Abstract

Fenoterol hydrobromide, a beta 2-selective bronchodilator, was administered by aqueous nebulization to 31 children with stable asthma. An initial comparison of 0, 100, 300, and 1000 micrograms drug in 20 of these patients showed a significant change in forced expiratory volume in 1 second for all three doses compared with change after placebo (P less than 0.0001). However, the differences in peak pulmonary response from 100 to 1000 micrograms were not large (P greater than 0.2). Assessment of spirometric responses of 11 children to 3, 10, 30, or 100 micrograms nebulized fenoterol clearly revealed the dose-response effect (P less than 0.01).

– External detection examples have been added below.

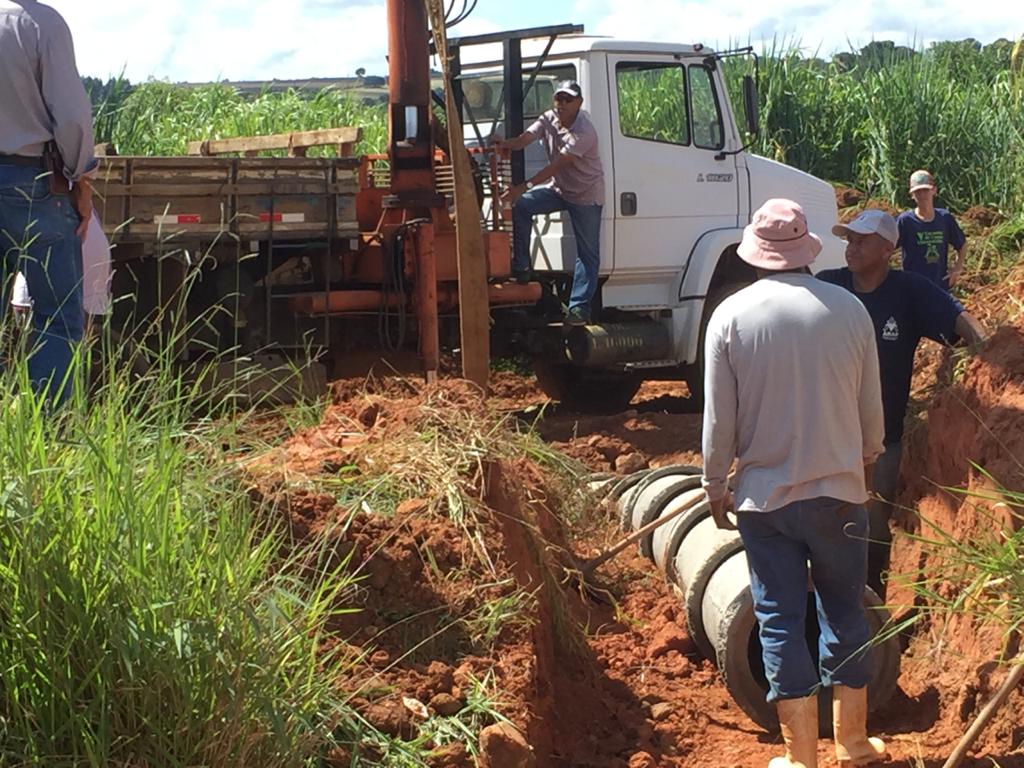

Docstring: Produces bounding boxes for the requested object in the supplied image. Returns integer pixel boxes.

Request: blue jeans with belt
[0,158,85,402]
[867,441,903,600]
[737,497,870,701]
[512,186,603,317]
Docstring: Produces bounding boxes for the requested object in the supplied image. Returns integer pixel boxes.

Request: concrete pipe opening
[618,464,701,532]
[632,474,703,560]
[699,552,900,736]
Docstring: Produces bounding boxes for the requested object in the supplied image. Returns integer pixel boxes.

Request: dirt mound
[890,315,1024,765]
[248,382,743,768]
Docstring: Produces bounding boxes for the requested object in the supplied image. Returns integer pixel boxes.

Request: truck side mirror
[743,75,761,136]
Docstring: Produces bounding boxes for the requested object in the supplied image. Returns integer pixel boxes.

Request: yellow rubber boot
[833,685,886,768]
[768,696,818,768]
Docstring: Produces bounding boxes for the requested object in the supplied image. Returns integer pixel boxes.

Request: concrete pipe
[585,472,620,500]
[674,514,750,659]
[704,551,900,736]
[633,475,703,560]
[650,488,711,584]
[604,469,653,530]
[618,464,700,536]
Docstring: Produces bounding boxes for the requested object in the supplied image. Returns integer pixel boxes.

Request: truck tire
[686,283,750,413]
[534,357,643,414]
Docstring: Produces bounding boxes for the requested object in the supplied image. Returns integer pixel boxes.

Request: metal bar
[449,24,583,47]
[502,38,526,184]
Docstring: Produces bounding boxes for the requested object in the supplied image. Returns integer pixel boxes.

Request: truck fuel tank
[565,322,672,368]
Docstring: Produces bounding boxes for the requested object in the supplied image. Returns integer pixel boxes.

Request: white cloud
[47,0,1024,82]
[49,0,399,82]
[577,0,1024,53]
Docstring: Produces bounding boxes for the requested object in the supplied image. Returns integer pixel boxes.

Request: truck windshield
[462,65,575,125]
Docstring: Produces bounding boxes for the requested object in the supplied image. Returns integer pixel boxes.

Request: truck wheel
[686,283,750,413]
[534,357,643,414]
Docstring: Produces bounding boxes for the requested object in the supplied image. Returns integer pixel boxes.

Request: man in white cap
[493,81,604,326]
[896,170,967,291]
[817,210,985,599]
[703,200,885,768]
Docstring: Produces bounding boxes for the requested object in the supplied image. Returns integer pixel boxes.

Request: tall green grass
[90,41,1024,225]
[0,317,370,767]
[726,41,1024,214]
[105,82,387,156]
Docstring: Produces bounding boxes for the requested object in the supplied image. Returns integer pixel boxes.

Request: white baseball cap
[833,208,899,248]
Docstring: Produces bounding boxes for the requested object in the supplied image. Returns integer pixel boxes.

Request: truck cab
[462,35,844,407]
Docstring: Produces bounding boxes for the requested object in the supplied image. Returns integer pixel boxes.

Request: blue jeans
[0,158,85,402]
[738,498,869,701]
[867,442,903,600]
[512,186,602,316]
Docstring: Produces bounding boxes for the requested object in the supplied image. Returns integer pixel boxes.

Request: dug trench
[241,274,1024,768]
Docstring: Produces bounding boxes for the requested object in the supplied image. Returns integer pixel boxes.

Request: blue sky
[48,0,1024,82]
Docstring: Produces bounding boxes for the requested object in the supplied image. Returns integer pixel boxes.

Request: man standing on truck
[817,210,985,599]
[494,81,604,326]
[703,200,885,768]
[0,0,96,401]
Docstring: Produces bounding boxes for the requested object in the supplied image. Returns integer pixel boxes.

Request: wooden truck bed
[95,128,360,250]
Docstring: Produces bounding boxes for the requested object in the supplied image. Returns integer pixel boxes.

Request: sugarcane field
[0,0,1024,768]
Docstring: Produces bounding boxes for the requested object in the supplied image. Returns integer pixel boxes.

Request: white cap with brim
[833,209,899,248]
[736,198,821,271]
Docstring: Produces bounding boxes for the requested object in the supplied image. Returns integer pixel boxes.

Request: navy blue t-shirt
[896,208,967,291]
[817,267,964,445]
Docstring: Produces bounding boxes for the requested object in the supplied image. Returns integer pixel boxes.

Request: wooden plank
[111,221,359,240]
[188,127,362,156]
[427,0,490,392]
[93,181,358,201]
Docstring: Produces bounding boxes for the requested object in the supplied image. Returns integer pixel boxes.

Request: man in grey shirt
[0,0,96,401]
[494,81,604,326]
[703,200,885,768]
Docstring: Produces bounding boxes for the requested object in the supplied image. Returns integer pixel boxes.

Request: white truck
[462,35,844,408]
[96,25,843,410]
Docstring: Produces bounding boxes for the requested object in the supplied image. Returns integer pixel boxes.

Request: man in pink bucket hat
[703,199,885,768]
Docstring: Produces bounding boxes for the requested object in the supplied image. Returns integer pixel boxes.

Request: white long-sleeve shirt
[703,272,885,512]
[0,0,96,180]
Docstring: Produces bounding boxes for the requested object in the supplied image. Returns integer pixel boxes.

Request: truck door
[607,53,738,305]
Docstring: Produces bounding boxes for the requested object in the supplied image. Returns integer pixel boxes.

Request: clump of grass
[0,315,380,766]
[723,40,1024,225]
[909,483,1024,638]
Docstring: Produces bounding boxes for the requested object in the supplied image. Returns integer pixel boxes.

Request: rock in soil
[429,693,462,717]
[647,623,693,658]
[427,741,472,768]
[650,701,676,720]
[480,723,537,768]
[630,752,657,768]
[615,454,647,475]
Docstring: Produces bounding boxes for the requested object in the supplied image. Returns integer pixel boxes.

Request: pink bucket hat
[736,198,821,271]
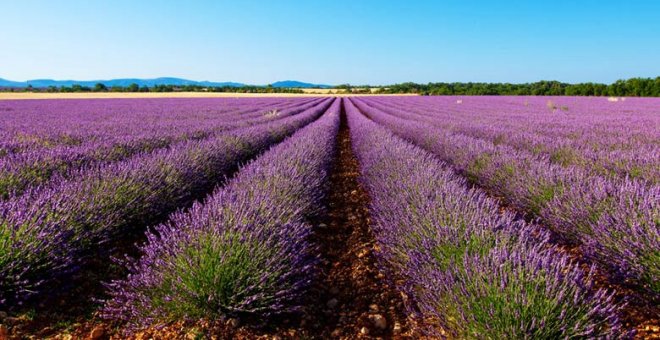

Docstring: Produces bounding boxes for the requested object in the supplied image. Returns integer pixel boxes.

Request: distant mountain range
[0,77,332,88]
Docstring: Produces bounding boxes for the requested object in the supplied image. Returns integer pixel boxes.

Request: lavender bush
[0,99,331,308]
[104,100,340,327]
[347,101,620,339]
[356,100,660,294]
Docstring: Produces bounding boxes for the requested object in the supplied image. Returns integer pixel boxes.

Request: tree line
[0,83,303,93]
[374,77,660,97]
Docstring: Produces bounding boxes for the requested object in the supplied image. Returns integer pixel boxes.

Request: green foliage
[378,77,660,97]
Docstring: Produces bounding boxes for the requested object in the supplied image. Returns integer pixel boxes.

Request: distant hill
[271,80,332,89]
[0,77,331,88]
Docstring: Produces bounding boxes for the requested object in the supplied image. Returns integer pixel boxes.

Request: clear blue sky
[0,0,660,84]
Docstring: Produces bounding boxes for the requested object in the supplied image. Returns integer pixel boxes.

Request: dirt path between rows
[296,99,412,338]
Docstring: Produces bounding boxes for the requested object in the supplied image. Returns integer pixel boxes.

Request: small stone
[227,318,241,328]
[326,299,339,308]
[0,325,9,340]
[369,314,387,329]
[392,321,401,334]
[89,326,105,339]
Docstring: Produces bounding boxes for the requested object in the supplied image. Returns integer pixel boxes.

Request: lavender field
[0,96,660,339]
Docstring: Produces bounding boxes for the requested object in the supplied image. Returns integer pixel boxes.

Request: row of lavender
[104,99,340,327]
[347,101,620,339]
[360,97,660,184]
[0,99,331,308]
[356,100,660,295]
[0,99,319,198]
[0,98,313,157]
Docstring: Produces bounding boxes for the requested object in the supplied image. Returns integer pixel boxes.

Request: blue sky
[0,0,660,84]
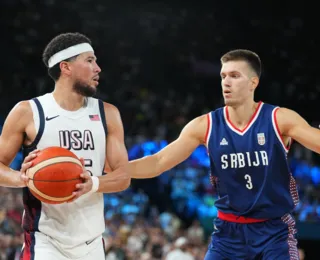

When all the FEV1 data were plotted over the entire range of 3 to 1000 micrograms, the resultant log dose vs response curve could be characterized by the ED50, the amount of drug producing half-maximal response. At 15, 30, or 60 minutes, the ED50 was in the range 8 to 10 micrograms. With increasing time there was a parallel shift of the entire dose response curve to the right, manifested by ED50 of 47 and 150 micrograms at two and three hours, respectively, after administration. This decreasing potency of a sympathomimetic drug with time shows that duration of effect and dosage are interdependent variables and must be evaluated simultaneously. Such considerations cannot be derived from cumulative dose-response studies. In our patients, 100 to 300 micrograms fenoterol delivered by aqueous nebulization achieved optimal bronchodilation with no detectable cardiovascular side effects.